No need to phase out the older behavior. The new behavior will be activated explicitly by the use of new APIs or SQL syntax.

  • If we need special migration tools, describe them here.

TODO

Test Plan

  • Unit tests for the new APIs and SQL syntax.
  • Unit tests for the new timeline format.
  • Unit tests for conflict resolution.
  • Integration tests for multi-table transactions with and without failures.

Appendix

Textbook phantom read example

Suppose you have a table named Employees with columns employee_id and manager_id, where the manager_id for some employees refers to the employee_id of other employees in the same table.

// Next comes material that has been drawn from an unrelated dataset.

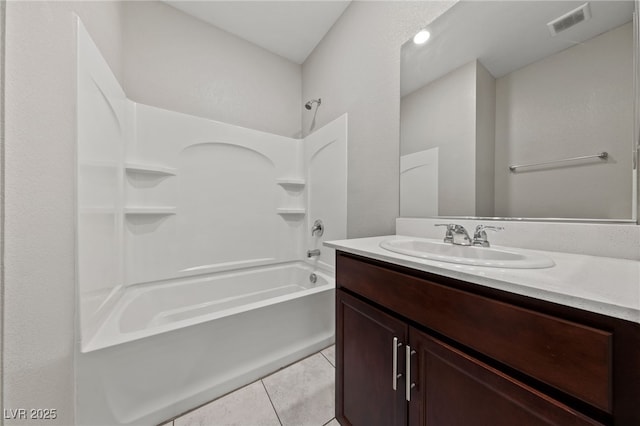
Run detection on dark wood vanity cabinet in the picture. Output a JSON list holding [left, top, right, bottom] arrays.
[[336, 252, 640, 426]]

One might execute a self-join to retrieve a list of employees and their managers:

SELECT e1.employee_id, e2.employee_id AS manager_id
FROM Employees e1
JOIN Employees e2 ON e1.manager_id = e2.employee_id;

This query essentially matches each employee with their manager, using a self-join on the Employees table.

1. **Transaction A** starts and runs the self-join query to get a list of employees and their respective managers.
2. While **Transaction A** is still in progress, **Transaction B** starts and adds a new row to the `Employees`
   table, inserting a new employee with a manager whose `employee_id` is already in the table.
3. **Transaction B** commits its changes.
4. If **Transaction A** re-runs the same self-join query, it might see the newly added row, resulting in an
   additional result in the join output that wasn't there during the initial query. This is a phantom read.

With MVCC and snapshot isolation level, a transaction would continue to see the state of the database as it was when the transaction started, even if it re-runs the self-join. This level will prevent the phantom read in this case. However, it cannot be guaranteed with read committed.